Y si, la verdad, antes de escribir este texto yo era uno más que se sumaba a esa desesperanza colectiva que prefiere no creer que exista una salida a este círculo de violencia que desde que nací en 1986, no para. “Y eso que no vivió en la época de los narcos” dicen algunos adultos mayores de cuarenta años. Esto sin contar la historia que puede venir de los adultos que aún lamentan haber perdido tierras a causa de campañas bipartidistas cargadas de violencia y destrucción.

“Estamos jodidos” es una frase que escucho muy a menudo en diferentes ambientes, laborales, familiares, deportivos, funerales y asta comprando un domingo en chanclas una cerveza que ayude a lidiar un poco con el calor de esta época del año en Piedecuesta, un pueblito en el que usualmente llueve más que el sol que deja ver.
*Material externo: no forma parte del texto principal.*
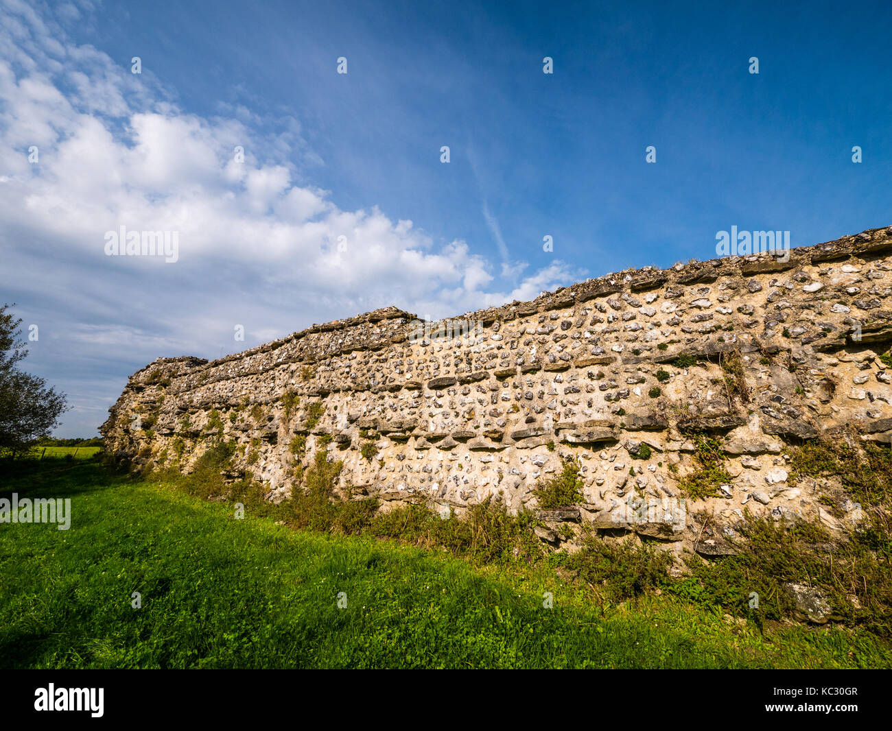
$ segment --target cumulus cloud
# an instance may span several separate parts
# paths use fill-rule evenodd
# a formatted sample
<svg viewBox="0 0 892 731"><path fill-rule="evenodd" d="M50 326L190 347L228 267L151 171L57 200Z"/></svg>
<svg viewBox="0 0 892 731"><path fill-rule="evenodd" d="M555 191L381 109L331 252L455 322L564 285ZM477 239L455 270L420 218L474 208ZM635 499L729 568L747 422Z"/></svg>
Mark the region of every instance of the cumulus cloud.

Recientemente en estados unidos, miles de personas salieron a las calles luego del asesinato por parte de dos policías a un ciudadano afrodescendiente desarmado y suplicando para que se detuvieran, la diferencia con el caso colombiano es que ellos no usaron un teaser, bastó una rodilla en la nuca durante ocho minutos para asfixiarlo.

Cito este ejemplo porque evidencia algo tristemente evidente, que el poder no tiene niveles y la violencia tampoco. Un crimen de primer o tercer mundo es el mismo crimen. Esta falacia de que podremos estar mejor fuera del país que aquí dentro es un mito que nos repetimos en la clase media y baja para tratar de soñar con una remota esperanza de vivir el llamado sueño americano, o inglés, australiano, canadiense, español, o donde sea que esa imagen de caminar por la noche en un parque sin temor a que nos roben nos lleve.

Entiendo y conozco a personas que pueden testificar que se han sentido muy bien a donde llegaron y de alguna manera han hecho allí sus vidas, lo que me hace pensar es que en esos países no los necesitan.

El discurso de la desesperanza es el más fácil de elaborar, razones hay de sobra, basta tomarse un tinto en la mañana con la radio encendida para comprender que ese será otro día normal de líderes asesinados, dineros públicos robados, exguerrilleros encorbatados, ex encorbatados guerrilleros, jóvenes masacrados y un aparentemente inagotable etcétera. Pero eso no es todo lo que sucede en el país. Nuestros aconteceres van más allá del poncho de un paisa resentido o de los ferragamo de un costeño egocentrista. El verdadero discurso de nuestro país ocurre todos los días con cada mano que se levanta pata construir, ayudar, educar, entretener, inspirar. Este es un llamado para aquellos que decidimos dedicarnos a contar historias, para que dejemos a quienes cuentan las judiciales, que son la mayoría, que lo sigan haciendo. Pero que nosotros, si usted lo está leyendo es porque lo incluye, nos dediquemos a descubrir y/o redescubrir esas historias que nos hacen únicos, más allá de las balas, más allá de los fusiles, más allá de las papas bomba, más allá de la corrupción, más allá de los sueños vengativos de algunos; hay una Colombia que nadie conoce, unas personas cuyas historias cambian comunidades, unas ideas que podrían impactar al mundo, unos talentos escondidos, toda una cultura y una sociedad que necesita ser registrada y narrada aun con ecos de traqueteos al fondo. Porque tenemos que ir pensando en cómo nos veremos cuando los corruptos sean juzgados, cuando los policías sean honorables, cuando a las cortes no les tiemble el pulso a favor de la democracia, cuando los gobernantes trabajen por algo más que la planta, cuando lo líderes sociales ocupen sus lugares. Si no la imaginamos, la narramos, la soñamos, la escribimos y la mostramos, esa Colombia posible que con seguridad usted y yo queremos va a estar tan lejos que imaginarla se va a convertir solamente en un acto de fe, y de lo que se trata que sea un acto de tres: tú, yo y ellos.